Book Review: Madison Weatherbee—The Different Dachshund

Madison Weatherbee—The Different Dachshund cover with New York City background
NYC Photo: roman_slavik/iStock/Thinkstock

Animal advocate, college professor and blogger Barbara Anne Kirshner spent years teaching high school English and thinking about the book she wanted to write, but it wasn’t until she left public education that Kirshner finally completed her first children’s chapter book, Madison Weatherbee—The Different Dachshund.

Written in the spirit of stories like E.B. White’s Stuart Little and Disney/Pixar’s Finding Nemo, the book, illustrated with cute and quirky images throughout, tells the tale of a displaced dachshund who embarks on a great adventure to find the love and companionship she so desperately needs in a not-always-friendly world.

Told from the perspective of the dachshund, who we’ll call Madison (though she doesn’t have a name, at first), the story begins at breeder Granny Muriel’s home in Missouri, where Madison lives with her mother and siblings. Unfortunately for her, Madison has a ridge of upturned hair on her back, making her appear imperfect and different from her brothers and sisters. Eventually, as each of them gets bought and taken to a new home before her, Madison finds herself left alone with her “Momma” and Granny Muriel.

Apparently unadoptable, Madison is placed in a cage and sent of on a trip to New York City. Madison Weatherbee is told from the dog’s perspective, so we never quite learn her intended destination, but Kirshner does an excellent job of painting the emotional picture of a dog’s journey, leaving her mother and breeder, and being sent through a series of dark, loud and unfamiliar places on the way to whatever comes next.

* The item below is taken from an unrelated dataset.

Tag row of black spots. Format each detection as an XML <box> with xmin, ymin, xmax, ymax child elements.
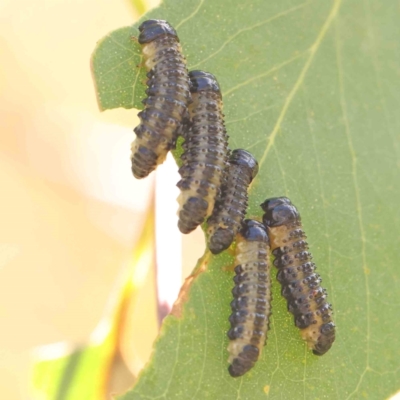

In Madison’s case, she’s on a plane to JFK Airport in New York. And before we find out where Granny Muriel was sending her, Madison breaks free of her crate and begins her great adventure in one of the biggest city in the world.

Moving from place to place and escaping one perilous situation after another, the scared and confused Madison makes her way around Manhattan, visiting subway stations, dodging traffic, joining the Rockettes, momentarily, at Radio City Music Hall and marveling at the lights of Times Square. Along the way, she has run-ins with some shady characters, including a very theatrical cat, but Madison does end up meeting the right friends.

In the end, this little dachshund finds love and a new home on Long Island, thanks in part to the imperfection that kept her from being bought in the first place. And the reader is left with a warm feeling, while at the same time asking, was Madison headed to a shelter or a happy home before she escaped her cage? We’ll never really know.

Madison Weatherbee—The Different Dachshund is a very personal book for Kirshner, who wrote it about, and dedicated it to, her beloved dachshund Madison Weatherbee Jacoby Kirshner, who died far too young. This connection to her protagonist and her deep empathy for animals comes through in Kirshner’s ability to see the world from the dog’s perspective, from her joyful time as a young pup with family, to the traumatic trip to New York, the eventual relief of finding another safe place and, finally, her forever family.